Drugs: We used the following drugs for the experiments. The MMB combination in this study contained medetomidine (Domitol, Nippon Zenyaku Kogyo Co., Ltd., Fukushima, Japan), midazolam (Dormicum, Astellas Pharma Inc., Tokyo, Japan) and butorphanol (Vetorphale, Meiji Seika Pharma Co., Ltd., Tokyo, Japan). Atipamezole (Antisedan, Nippon Zenyaku Kogyo Co., Ltd.) was used as a medetomidine antagonist. The other anesthetics assessed included isoflurane (Escain, Mylan Co., Ltd., Tokyo, Japan), pentobarbital sodium (Somnopentyl, Kyouritu Co., Ltd., Tokyo, Japan), and a mixture of ketamine (Ketalar, Daiichi Sankyo Co., Ltd., Tokyo, Japan) and xylazine (Celactal, Bayer Yakuhin Co., Ltd., Osaka, Japan). All drugs were diluted by saline (Otsuka normal saline, Otsuka Pharmaceutical Factory, Inc., Tokushima, Japan). And, all drugs were stored at room temperature.
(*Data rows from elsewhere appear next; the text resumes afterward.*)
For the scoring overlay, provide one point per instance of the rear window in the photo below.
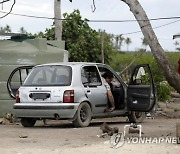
(58, 75)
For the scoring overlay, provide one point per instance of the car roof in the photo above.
(70, 63)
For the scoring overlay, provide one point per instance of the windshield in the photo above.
(55, 75)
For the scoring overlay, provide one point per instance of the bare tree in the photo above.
(57, 19)
(171, 75)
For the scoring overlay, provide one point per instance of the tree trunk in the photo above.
(170, 74)
(57, 20)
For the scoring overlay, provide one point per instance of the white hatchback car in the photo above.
(75, 91)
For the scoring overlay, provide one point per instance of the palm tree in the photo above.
(144, 42)
(118, 42)
(7, 29)
(128, 41)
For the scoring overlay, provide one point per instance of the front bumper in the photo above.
(45, 110)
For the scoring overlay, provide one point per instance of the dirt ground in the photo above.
(60, 137)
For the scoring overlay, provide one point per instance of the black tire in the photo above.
(28, 122)
(83, 115)
(136, 117)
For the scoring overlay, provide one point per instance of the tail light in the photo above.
(68, 96)
(17, 97)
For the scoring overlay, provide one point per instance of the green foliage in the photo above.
(82, 42)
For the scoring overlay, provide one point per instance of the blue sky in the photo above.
(105, 10)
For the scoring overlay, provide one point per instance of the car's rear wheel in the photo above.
(83, 115)
(136, 117)
(28, 122)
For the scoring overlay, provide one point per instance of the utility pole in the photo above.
(57, 20)
(102, 47)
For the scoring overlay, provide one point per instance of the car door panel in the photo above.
(141, 94)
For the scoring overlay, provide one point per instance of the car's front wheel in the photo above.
(83, 115)
(136, 117)
(28, 122)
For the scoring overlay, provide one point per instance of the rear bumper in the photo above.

Preparation of the drugs: All drugs were prepared according to Table 1 and were diluted in saline. Preparation of MMB was conducted in accordance with previous reports [3, 12, 18, 37]. Each MMB dose was determined by pre-examination that evaluated MMB singly administrated in mice; MMB Low dose was the minimum dose that enabled surgery, and the MMB High dose was the maximum single dose that did not result in death. All mice were warmed in the all experiments. The dosage of other drugs followed the guidelines of the Institutional Animal Care and Use Committee at Chugai Pharmaceutical Co., Ltd.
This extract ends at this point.